Information spread early after an disaster is usually wrong. When my Mom received the first phone call about the quake, she was told that the epicenter had been in Ancash, Peru—my parents’ home region, and the center of a 1970 quake. That information wasn’t right; the quake hit hundreds of miles south. But with that one wrong word, a lifetime of mental scars were reopened.
I was sitting at home in the middle of August when I heard my mom yelling from outside my door to “ask my internets” something. This usually means she just saw something on the news that concerns her and she wants more information. The tone of her voice suggested she was serious; then again, she also used that tone when she was asking me about the latest information on Paris Hilton’s incarceration. Moments later, she clarified what she wants: “check if there’s any news on an earthquake in Peru.”
The next few hours were among the most tense I have ever experienced in my house. The majority of our family still lives in Peru, where both of my parents are from. In my mother’s childhood, she lived close to the epicenter of the 1970 earthquake that killed over 50,000 people, including many of the inhabitants of her hometown. My father’s family had also been touched by the disaster. His great-grandmother died in an avalanche in the same quake.
The time that elapsed between the earthquake and our learning about it was less than an hour. For the next hour after we found out, no one in Peru answered any of our phone calls. Information slowly leaked to CNN and other news stations, as our three televisions were flipping through the various news stations, in a desperate search for new information. Reports weren’t encouraging; there was talk of tsunami warnings, phone service down everywhere, and Richter readings continually pushed upward towards 8.0, greater than the earthquake of 1970.
Eventually our phone calls began to connect. The people in Lima, the capital, had been too afraid to go back into their homes to answer their phones. That evening became a communal scavenger hunt, except we were hunting down friends and relatives. My mom called everyone she knew, asking someone to check on her mother’s apartment. Why wasn’t this aunt answering her phone? Who knows the status of that one cousin by the beach? Everyone was grateful that we had so many of our relatives in Peru install Skype, a computer program which allowed us to talk to them over the internet.

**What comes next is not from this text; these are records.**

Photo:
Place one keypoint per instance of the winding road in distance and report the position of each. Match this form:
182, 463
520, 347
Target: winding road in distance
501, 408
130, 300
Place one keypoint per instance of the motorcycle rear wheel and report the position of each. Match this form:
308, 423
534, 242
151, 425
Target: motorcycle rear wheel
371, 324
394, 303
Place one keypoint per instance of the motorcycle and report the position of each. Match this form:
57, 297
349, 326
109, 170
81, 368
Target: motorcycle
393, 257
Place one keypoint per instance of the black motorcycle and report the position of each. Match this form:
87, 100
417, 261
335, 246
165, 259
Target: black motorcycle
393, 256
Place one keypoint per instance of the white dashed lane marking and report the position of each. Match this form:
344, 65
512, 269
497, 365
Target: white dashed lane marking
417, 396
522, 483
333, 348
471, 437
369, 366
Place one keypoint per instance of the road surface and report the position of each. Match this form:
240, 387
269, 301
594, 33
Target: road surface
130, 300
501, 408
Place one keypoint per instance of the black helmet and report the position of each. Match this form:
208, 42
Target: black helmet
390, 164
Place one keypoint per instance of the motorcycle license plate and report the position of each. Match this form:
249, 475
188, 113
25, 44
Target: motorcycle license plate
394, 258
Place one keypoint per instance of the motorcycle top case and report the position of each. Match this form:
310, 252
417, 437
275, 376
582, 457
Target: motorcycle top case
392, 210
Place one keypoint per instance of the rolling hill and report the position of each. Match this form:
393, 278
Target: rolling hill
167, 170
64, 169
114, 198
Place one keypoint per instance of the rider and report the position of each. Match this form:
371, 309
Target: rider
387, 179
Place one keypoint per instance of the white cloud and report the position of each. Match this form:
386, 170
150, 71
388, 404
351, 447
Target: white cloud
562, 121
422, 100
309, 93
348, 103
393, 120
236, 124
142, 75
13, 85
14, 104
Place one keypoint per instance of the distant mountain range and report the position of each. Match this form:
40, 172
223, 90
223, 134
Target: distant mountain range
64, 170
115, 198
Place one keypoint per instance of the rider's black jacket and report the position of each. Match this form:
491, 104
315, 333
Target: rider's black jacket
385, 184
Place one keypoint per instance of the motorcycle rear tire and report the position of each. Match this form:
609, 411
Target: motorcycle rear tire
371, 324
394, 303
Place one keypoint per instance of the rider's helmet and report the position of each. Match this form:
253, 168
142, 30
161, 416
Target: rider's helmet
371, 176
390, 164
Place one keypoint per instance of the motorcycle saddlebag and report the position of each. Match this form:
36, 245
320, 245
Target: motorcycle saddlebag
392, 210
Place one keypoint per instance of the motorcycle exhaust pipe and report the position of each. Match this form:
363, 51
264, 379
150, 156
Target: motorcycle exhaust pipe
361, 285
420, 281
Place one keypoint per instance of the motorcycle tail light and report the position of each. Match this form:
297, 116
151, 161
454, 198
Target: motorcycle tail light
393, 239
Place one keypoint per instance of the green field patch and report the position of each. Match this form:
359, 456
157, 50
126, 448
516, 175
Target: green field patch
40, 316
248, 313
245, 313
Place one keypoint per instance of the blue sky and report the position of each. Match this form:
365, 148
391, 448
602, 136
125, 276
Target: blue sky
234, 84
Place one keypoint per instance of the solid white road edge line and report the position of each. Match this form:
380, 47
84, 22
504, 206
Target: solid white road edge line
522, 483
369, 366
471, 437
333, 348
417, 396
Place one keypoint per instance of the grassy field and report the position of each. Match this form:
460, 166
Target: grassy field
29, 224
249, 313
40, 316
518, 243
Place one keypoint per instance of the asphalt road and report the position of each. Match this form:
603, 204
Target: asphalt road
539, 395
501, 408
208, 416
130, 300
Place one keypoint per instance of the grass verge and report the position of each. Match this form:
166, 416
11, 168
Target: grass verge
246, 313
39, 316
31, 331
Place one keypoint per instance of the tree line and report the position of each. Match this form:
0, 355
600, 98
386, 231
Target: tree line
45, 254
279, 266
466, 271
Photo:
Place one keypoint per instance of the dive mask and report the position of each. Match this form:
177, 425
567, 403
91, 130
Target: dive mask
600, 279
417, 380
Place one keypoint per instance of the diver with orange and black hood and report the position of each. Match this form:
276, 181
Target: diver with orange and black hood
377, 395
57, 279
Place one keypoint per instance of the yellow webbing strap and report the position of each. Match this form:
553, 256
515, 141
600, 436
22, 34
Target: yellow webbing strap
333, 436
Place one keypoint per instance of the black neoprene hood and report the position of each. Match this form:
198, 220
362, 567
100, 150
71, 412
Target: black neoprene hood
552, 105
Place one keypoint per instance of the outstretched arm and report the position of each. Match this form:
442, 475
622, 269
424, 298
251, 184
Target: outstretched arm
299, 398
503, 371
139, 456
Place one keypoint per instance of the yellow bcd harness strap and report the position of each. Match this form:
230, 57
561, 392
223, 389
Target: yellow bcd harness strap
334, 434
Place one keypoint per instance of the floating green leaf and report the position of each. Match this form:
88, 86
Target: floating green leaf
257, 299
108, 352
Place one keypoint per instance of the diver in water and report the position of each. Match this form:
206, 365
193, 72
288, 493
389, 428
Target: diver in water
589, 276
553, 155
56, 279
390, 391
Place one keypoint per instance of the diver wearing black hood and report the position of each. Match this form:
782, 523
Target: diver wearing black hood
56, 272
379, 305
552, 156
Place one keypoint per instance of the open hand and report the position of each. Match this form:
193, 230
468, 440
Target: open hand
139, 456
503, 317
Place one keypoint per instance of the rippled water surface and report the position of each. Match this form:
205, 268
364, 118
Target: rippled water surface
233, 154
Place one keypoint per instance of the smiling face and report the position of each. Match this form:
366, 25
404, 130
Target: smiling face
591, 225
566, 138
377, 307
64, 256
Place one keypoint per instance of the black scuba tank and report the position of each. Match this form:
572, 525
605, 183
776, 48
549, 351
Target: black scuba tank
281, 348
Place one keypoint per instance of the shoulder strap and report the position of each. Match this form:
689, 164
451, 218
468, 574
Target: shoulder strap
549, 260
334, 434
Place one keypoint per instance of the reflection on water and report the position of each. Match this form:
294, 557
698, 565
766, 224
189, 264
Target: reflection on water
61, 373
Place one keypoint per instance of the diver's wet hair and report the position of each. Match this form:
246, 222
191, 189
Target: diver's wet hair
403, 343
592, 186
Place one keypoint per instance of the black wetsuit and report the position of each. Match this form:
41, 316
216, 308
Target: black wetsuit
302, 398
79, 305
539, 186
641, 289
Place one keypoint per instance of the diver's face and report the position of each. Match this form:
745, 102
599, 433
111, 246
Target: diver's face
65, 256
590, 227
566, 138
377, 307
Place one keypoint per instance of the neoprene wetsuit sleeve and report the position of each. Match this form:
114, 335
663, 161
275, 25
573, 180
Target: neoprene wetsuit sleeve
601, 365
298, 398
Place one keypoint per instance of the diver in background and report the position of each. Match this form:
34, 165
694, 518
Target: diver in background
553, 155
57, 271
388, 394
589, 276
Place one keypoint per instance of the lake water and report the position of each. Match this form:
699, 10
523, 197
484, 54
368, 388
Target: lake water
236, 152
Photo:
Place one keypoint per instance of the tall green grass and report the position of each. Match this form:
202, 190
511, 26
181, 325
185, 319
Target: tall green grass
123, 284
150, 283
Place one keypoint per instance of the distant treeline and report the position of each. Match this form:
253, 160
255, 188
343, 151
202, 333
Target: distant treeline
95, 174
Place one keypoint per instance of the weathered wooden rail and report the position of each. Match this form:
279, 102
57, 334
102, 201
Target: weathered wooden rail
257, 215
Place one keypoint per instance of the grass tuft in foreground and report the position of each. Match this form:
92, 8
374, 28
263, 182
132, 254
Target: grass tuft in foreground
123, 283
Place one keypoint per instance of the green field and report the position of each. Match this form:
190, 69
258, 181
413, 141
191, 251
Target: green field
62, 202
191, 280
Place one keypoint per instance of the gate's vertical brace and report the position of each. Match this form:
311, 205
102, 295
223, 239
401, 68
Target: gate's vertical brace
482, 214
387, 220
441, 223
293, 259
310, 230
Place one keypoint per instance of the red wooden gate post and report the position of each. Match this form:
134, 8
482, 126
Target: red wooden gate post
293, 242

By the end of the evening, it was clear that the worst damage had occurred far to the south, and almost no one we knew had been seriously affected by the disaster. My parents still harbored fears of 1970, when the extent of the destruction wasn’t known for days. (https://halcyonliving.co.uk/) In this earthquake, the death toll climbed to several hundred within days, but by then we knew that that our relatives were out of harm’s way, and no one in our family had become a victim. The earth shook for two minutes, and the aftershocks lasted for days, but the deepest aftershocks came in those hours of uncertainty.